No, sulla base di questa ordinanza, il semplice richiamo ai precedenti penali non è sufficiente. Il giudice deve fornire una motivazione specifica che spieghi come i precedenti, uniti alla condotta attuale, dimostrino una ‘maggior propensione a delinquere’ da parte dell’imputato.
Cosa significa che la condotta dell’imputato è “dimostrativa della maggior propensione a delinquere”?
Significa che il modo in cui il reato è stato commesso, analizzato alla luce della storia criminale della persona, rivela una tendenza consolidata a violare la legge e una maggiore pericolosità sociale, giustificando così un aumento della pena previsto per la recidiva.
Testo del provvedimento
Ordinanza di Cassazione Penale Sez. 7 Num. 35970 Anno 2024
Penale Ord.

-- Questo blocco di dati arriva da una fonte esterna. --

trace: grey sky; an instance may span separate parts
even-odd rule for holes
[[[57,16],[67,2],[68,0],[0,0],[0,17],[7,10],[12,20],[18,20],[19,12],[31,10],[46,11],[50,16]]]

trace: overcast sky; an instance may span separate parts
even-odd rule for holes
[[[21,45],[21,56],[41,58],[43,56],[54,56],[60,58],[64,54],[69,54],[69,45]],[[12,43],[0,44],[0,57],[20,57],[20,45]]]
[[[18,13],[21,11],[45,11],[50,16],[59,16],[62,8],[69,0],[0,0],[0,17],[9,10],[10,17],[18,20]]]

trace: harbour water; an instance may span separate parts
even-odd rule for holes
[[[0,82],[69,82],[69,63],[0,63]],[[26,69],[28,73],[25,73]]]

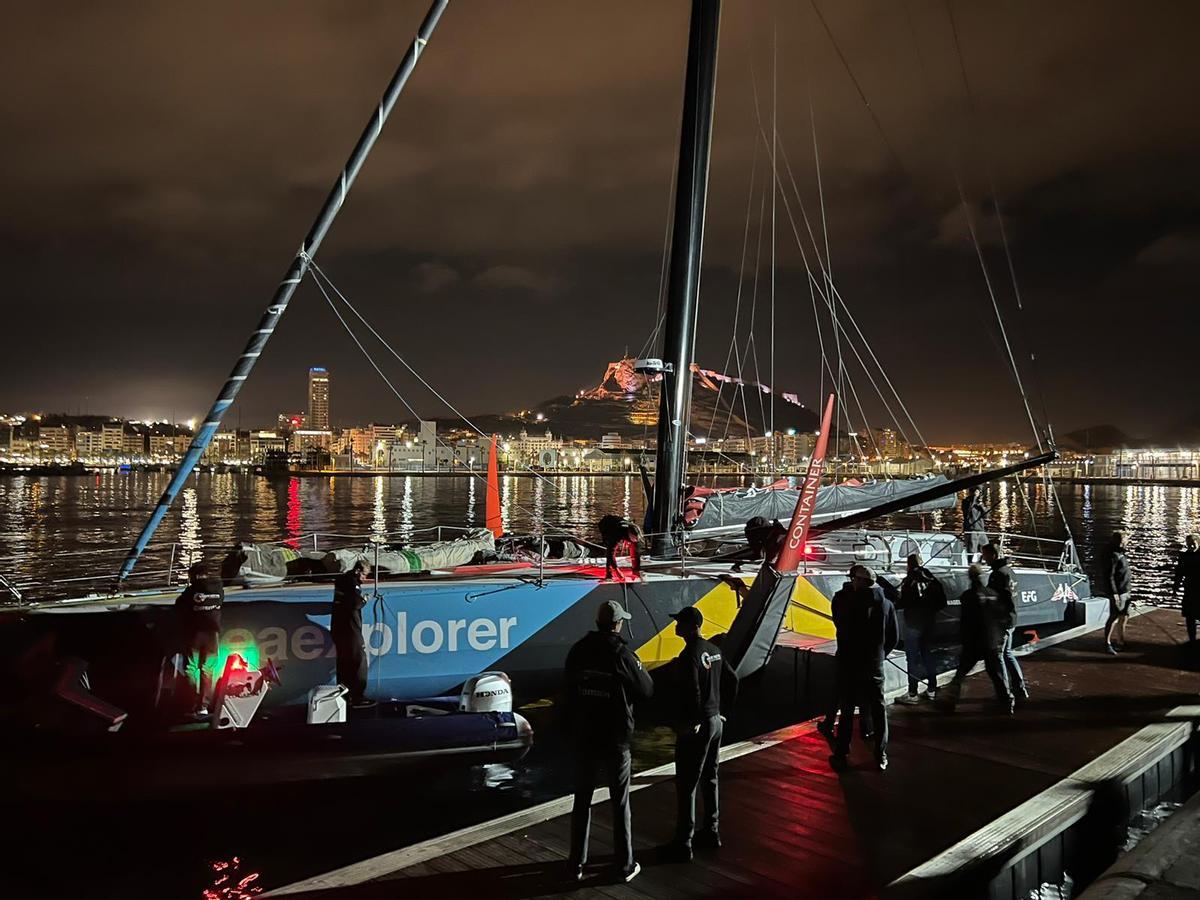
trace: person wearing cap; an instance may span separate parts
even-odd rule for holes
[[[833,595],[833,624],[838,630],[835,683],[841,716],[829,764],[846,766],[854,728],[854,707],[869,710],[875,734],[875,762],[888,767],[888,712],[883,704],[883,660],[900,642],[896,611],[875,572],[865,565],[850,570],[850,583]]]
[[[707,848],[721,846],[719,827],[716,767],[721,751],[721,678],[731,682],[727,696],[737,689],[737,676],[725,664],[721,648],[701,637],[704,616],[695,606],[672,613],[676,635],[684,648],[676,659],[679,686],[676,726],[676,836],[668,854],[679,860],[691,859],[692,833],[696,829],[696,788],[704,794],[704,823],[695,833],[695,842]]]
[[[648,700],[654,683],[620,636],[622,626],[631,618],[616,600],[605,600],[596,611],[596,630],[566,654],[564,712],[575,744],[570,865],[576,881],[582,881],[588,862],[592,794],[601,768],[607,772],[612,800],[614,875],[629,882],[642,870],[634,860],[629,739],[634,732],[634,701]]]

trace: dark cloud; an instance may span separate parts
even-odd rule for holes
[[[1156,385],[1188,372],[1189,338],[1172,325],[1198,287],[1193,4],[955,2],[952,29],[941,2],[822,2],[858,86],[810,5],[725,6],[706,365],[727,355],[739,294],[745,340],[757,258],[763,380],[774,367],[816,402],[791,211],[812,265],[827,226],[835,282],[926,437],[1022,434],[958,179],[1018,355],[1032,368],[1036,352],[1061,431],[1147,431],[1192,412]],[[424,10],[12,11],[0,262],[20,340],[0,408],[203,412]],[[684,0],[451,4],[320,262],[458,406],[574,391],[653,326],[688,12]],[[774,366],[773,108],[788,197],[775,209]],[[822,324],[828,341],[828,314]],[[248,425],[300,406],[319,362],[335,371],[335,419],[402,414],[340,329],[305,286],[232,415]],[[403,372],[397,385],[438,412]]]

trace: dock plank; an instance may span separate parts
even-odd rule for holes
[[[565,881],[570,816],[449,846],[358,884],[329,884],[305,898],[578,896],[775,898],[832,893],[874,896],[905,872],[1039,796],[1168,710],[1196,700],[1200,673],[1181,665],[1178,614],[1156,611],[1128,625],[1130,652],[1104,653],[1093,632],[1022,658],[1032,698],[1016,716],[996,712],[983,674],[972,676],[959,710],[892,707],[892,767],[875,769],[854,738],[851,768],[829,769],[828,743],[811,725],[721,767],[718,854],[667,863],[660,846],[674,829],[674,785],[656,778],[632,794],[631,884],[605,883],[612,858],[607,802],[593,808],[589,877]],[[491,834],[491,833],[488,833]]]

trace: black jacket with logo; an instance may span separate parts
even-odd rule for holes
[[[900,643],[896,608],[878,584],[865,590],[846,586],[830,601],[838,629],[838,665],[856,670],[883,668],[883,660]]]
[[[197,634],[220,631],[223,604],[221,578],[200,578],[184,588],[175,599],[175,616],[184,637],[190,640]]]
[[[624,744],[634,731],[634,701],[648,700],[654,683],[625,640],[589,631],[566,654],[565,718],[588,740]]]
[[[703,637],[689,641],[676,658],[679,683],[677,718],[683,725],[698,725],[704,719],[721,714],[721,682],[726,702],[737,694],[737,676],[725,664],[721,648]]]

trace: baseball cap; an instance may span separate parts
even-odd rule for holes
[[[692,628],[700,628],[704,624],[704,613],[695,606],[685,606],[679,612],[673,612],[671,613],[671,618]]]
[[[596,610],[596,623],[601,625],[611,625],[614,622],[620,622],[622,619],[631,619],[625,607],[618,604],[616,600],[605,600],[600,604],[600,608]]]

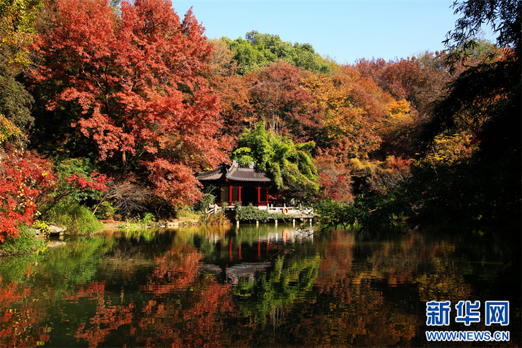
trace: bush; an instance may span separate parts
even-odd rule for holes
[[[200,217],[200,223],[207,226],[230,225],[230,221],[223,212],[217,214],[204,214]]]
[[[78,203],[60,202],[47,212],[45,217],[49,222],[66,227],[68,233],[94,233],[103,227],[90,210]]]
[[[36,239],[36,230],[21,226],[18,237],[9,237],[0,244],[0,255],[15,255],[39,251],[45,248],[45,241]]]

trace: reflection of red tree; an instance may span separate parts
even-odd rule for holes
[[[197,276],[203,256],[187,246],[173,248],[168,255],[157,260],[158,265],[141,290],[160,295],[185,289]]]
[[[230,285],[200,274],[202,258],[193,247],[185,246],[157,258],[147,283],[140,287],[143,296],[149,296],[141,306],[112,304],[104,282],[79,285],[67,299],[90,299],[96,313],[80,324],[74,337],[89,347],[230,345],[223,332],[223,320],[232,313]],[[119,341],[109,342],[116,331]]]
[[[157,260],[158,266],[141,287],[155,296],[131,331],[138,345],[217,347],[226,342],[223,320],[232,313],[230,285],[198,274],[202,257],[184,246]]]
[[[38,327],[45,310],[33,301],[29,287],[11,283],[3,285],[0,276],[0,347],[35,347],[49,340],[45,327]]]
[[[90,319],[88,324],[81,323],[74,334],[77,339],[87,341],[89,347],[97,347],[105,341],[111,331],[132,322],[132,303],[112,306],[111,300],[106,299],[104,295],[105,283],[95,282],[80,285],[74,295],[71,296],[77,299],[88,296],[96,301],[95,315]]]

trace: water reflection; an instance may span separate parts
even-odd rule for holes
[[[437,232],[242,225],[69,239],[0,260],[0,346],[436,345],[427,301],[519,303],[496,292],[501,248]],[[511,311],[512,340],[488,345],[520,345]]]

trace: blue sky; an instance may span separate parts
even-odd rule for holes
[[[191,6],[209,38],[244,38],[252,30],[283,41],[310,43],[322,56],[351,64],[358,58],[411,57],[443,49],[459,16],[452,0],[176,1],[182,18]],[[493,40],[491,34],[485,38]]]

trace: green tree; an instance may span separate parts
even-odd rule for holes
[[[258,71],[278,61],[285,62],[306,70],[330,74],[331,69],[311,45],[284,42],[278,35],[262,34],[256,31],[246,33],[245,39],[231,40],[223,38],[228,47],[235,52],[234,59],[239,68],[238,73],[244,74]]]
[[[274,176],[278,189],[289,198],[306,200],[319,189],[317,171],[310,155],[313,141],[294,143],[285,136],[267,132],[264,122],[246,129],[237,141],[232,159],[241,165],[254,162]]]

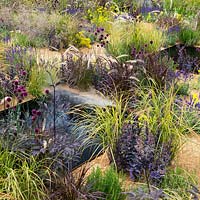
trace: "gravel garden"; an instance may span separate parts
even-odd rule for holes
[[[0,200],[200,199],[200,0],[0,1]]]

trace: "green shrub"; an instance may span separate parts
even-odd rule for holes
[[[179,32],[179,40],[186,46],[193,46],[200,43],[200,31],[191,28],[182,28]]]
[[[0,194],[17,200],[46,199],[46,187],[38,174],[45,174],[42,161],[0,149]],[[0,196],[1,198],[1,196]]]
[[[191,185],[197,185],[195,176],[184,169],[175,168],[167,172],[160,187],[173,199],[191,199]],[[179,197],[179,198],[178,198]]]
[[[122,182],[117,172],[110,167],[103,173],[99,167],[93,169],[87,179],[87,185],[91,191],[99,191],[105,194],[106,200],[123,200]]]

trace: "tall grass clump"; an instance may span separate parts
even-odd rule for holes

Sez. 7 Num. 35970 Anno 2024
Presidente: COGNOME NOME
Relatore: COGNOME NOME
Data Udienza: 14/06/2024
ORDINANZA
sul ricorso proposto da:
NOME nato a GENOVA il DATA_NASCITA
avverso la sentenza del 06/02/2024 della CORTE APPELLO di FIRENZE
dato avviso alle parti; udita la relazione svolta dal Consigliere NOME COGNOME;
OSSERVA
letto il ricorso proposto nell’interesse di COGNOME NOME, nei cui confronti si procede per il reato di cui all’art. 337 cod. pen.;
ritenuto che con l’unico motivo di ricorso si contesta l’applicazione dell’aumento per la recidiva, sull’erroneo presupposto che l’imputato avrebbe riportato una precedente condanna per resistenza a pubblico ufficiale, senza che sia stata fornita alcuna ulteriore motivazione;
ritenuto che il ricorso è manifestamente infondato, non confrontandosi con la specifica motivazione resa sul punto dalla Corte di appello, lì dove non solo richiama i precedenti penali dell’imputato, ma chiarisce anche come la recidiva debba essere riconosciuta in considerazione delle modalità della condotta, dimostrativa della maggior propensione a delinquere;
ritenuto, pertanto, che il ricorso deve essere dichiarato inammissibile con condanna del ricorrente al pagamento delle spese processuali e della somma di euro tremila in favore della Cassa delle ammende.
P. Q. M.
Dichiara inammissibile il ricorso e condanna il ricorrente al pagamento delle spese processuali e della somma di euro tremila in favore della Cassa delle ammende.